Inmiddels zit mijn tweede week geven er bijna op. En opnieuw las ik een roman die zo op het eerste gezicht niets met geven te maken heeft en me toch weer prachtige lessen meegaf over dit onderwerp. Zoals de kraai vliegt van Deventer schrijver Jan van Kessel speelt in een klein dorpje in Montana met 23 inwoners, waarvan je er zeven vrij goed leert kennen. Ze weigeren zich aan te passen aan de wereld om hen heen, maar streven ernaar authentiek te leven. Te doen wat echt bij hen past, omdat ze daarmee zichzelf, maar ook de wereld en elkaar het best dienen. Leef je echt of ben je vooral bezig met overleven, is een vraag van hoofdpersoon Blase, wolkenkijker, die mij ook bezighoudt. Wat wil je het liefst doen en waarom doe je dat dan niet? Wat weerhoudt je ervan om te zijn wie je ten diepste bent?
Al deze mooie personages organiseren één keer per jaar een groot weggeeffeest. Dit vindt zijn oorsprong in een oude Indiaanse traditie. Het is allesbehalve een rommelmarkt, het gaat er juist om iets weg te geven dat je dierbaar is. Het gaat om loslaten, om onthechting. Jan van Kessel schrijft: “Het geeft ons de kans onszelf te vernieuwen. Het is net alsof je met een scrubborstel een laag van oude huidcellen eraf boent. Er ontstaat weer ruimte om te ademen.” Prachtig, toch?
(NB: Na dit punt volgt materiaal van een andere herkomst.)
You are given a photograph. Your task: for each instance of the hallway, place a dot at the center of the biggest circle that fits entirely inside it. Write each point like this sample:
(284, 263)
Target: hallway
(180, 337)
Ik denk dat ik met het weggeven van mijn Ganesha’s en engelen een tijdje geleden een beetje van mezelf heb losgelaten. Wat ik de afgelopen week heb weggeven varieerde van verjaardagscadeautjes tot nog een Nepal donatie, van complimenten tot een etentje, van mooie stofjes tot geld voor een straatmuzikant. Ik ga de komende week geven in met het idee van ‘geven om mezelf te vernieuwen’. Kijken wat dat oplevert. Doet er nog iemand mee?